Meeting minutes
Annotations
<Wendy Reid> w3c/
Wendy Reid: and if everyone is good with that, then we can move on to talking about the first public working draft
Ivan Herman: I'm picking up this PR for Laurent Le Meur who is on vacation. This PR makes the old one obsolete
… I recorded the list of selectors we agreed on two weeks ago
… there are two issues for discussion
… we discussed one last time, how to handle the text fragment
… we didn't agree on how to do that
… so I added two approaches, it would be best to remove one of them
… I removed some of the selectors from our table, and added text fragment selector
… it has two downsides, it is not yet a standard, and we don't know when it will be
… we don't know if the syntax will stay on or if it will change
… causing issues
… if it is a URL it has to be encoded, which would make the text fragment pretty much unreadable
… we have a quote selector in the original text
… I added that with a note that it is up to the implementers to decide if they want to use it and how
… there are two advantages to leaving this to the implementers
… the person quoting can set the quote
… and we don't have to worry about the syntax change
… but we are pushing this into the reading system's court
… the second problem: we discussed the text position selector
… which counts characters and selects the text between two integers.

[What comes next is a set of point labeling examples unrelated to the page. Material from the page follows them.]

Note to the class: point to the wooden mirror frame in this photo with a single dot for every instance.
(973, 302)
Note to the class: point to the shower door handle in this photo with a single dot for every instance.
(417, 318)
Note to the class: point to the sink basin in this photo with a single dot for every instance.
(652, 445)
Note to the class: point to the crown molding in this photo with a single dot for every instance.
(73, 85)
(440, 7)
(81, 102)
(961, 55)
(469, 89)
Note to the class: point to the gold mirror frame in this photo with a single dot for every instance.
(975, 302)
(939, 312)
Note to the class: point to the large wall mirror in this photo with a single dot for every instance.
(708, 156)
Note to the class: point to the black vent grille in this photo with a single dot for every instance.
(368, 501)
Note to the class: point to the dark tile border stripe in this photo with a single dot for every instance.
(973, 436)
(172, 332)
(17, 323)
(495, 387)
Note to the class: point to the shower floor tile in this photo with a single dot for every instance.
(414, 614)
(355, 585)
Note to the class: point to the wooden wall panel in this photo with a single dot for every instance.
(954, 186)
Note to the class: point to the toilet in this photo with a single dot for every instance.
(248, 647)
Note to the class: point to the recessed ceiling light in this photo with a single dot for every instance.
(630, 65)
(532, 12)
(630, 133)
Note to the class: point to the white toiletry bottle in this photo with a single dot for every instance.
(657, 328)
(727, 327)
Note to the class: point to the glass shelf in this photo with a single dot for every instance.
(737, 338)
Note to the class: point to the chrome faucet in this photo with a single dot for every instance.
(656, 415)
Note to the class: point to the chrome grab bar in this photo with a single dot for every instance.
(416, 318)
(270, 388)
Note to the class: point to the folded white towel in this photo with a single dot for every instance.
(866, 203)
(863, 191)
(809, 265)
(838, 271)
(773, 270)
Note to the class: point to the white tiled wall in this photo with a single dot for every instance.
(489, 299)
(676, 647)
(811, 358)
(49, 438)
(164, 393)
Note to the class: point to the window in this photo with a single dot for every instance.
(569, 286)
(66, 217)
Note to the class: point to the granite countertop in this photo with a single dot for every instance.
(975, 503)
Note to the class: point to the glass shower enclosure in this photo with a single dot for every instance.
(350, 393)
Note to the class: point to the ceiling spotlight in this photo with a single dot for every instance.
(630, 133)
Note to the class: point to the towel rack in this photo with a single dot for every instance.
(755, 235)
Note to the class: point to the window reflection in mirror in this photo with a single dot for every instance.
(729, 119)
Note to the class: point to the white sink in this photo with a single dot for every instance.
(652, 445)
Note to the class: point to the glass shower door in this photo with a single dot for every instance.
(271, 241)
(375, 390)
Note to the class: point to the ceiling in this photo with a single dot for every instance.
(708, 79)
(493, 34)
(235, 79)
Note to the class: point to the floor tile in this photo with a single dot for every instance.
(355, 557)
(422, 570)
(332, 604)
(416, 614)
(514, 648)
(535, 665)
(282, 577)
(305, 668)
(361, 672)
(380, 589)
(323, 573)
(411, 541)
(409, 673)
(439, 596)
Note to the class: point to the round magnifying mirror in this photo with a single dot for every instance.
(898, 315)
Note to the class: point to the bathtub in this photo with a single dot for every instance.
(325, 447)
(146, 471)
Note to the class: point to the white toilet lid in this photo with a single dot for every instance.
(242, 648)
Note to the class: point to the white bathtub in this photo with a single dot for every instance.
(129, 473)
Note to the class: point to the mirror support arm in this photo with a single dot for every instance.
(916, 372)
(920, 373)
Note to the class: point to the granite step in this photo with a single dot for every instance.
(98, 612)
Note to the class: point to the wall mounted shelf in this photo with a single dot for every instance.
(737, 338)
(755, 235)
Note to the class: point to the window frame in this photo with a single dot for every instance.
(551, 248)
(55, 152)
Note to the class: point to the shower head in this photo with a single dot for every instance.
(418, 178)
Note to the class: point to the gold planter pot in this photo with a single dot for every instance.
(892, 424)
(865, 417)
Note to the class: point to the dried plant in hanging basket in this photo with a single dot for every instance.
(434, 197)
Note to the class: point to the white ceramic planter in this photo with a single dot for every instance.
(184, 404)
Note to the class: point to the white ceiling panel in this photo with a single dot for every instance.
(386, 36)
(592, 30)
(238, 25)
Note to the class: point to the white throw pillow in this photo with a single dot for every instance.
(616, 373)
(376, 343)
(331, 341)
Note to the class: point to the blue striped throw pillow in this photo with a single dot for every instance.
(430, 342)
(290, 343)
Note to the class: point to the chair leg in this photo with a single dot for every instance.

… how do we do this in HTML
… the text position selector was intended for pure text files
… there is normative text that would work and is applied to a different selector and doesn't apply here
… all other things are editorial and don't need discussion
Laurent Le Meur Le Meur: The text must be selected before using the text position selector
… when I read the two sections, quote selector, and text position selector
… there is a conditional approach, if you have to work with copyrighted protected contents, use the text position selector, otherwise use the quote selector
Ivan Herman: I understand now, my comments are withdrawn
Brady Duga: the normalization is ugly, but its OK, because that's what the original text says
… but its not clear where the text stream starts
… where do I get the position for the overall text
Laurent Le Meur Le Meur: I agree that we should specify the text origin
Brady Duga: perhaps it is the inner text of the closest element that we are talikng about, if it there isn't one then it is body.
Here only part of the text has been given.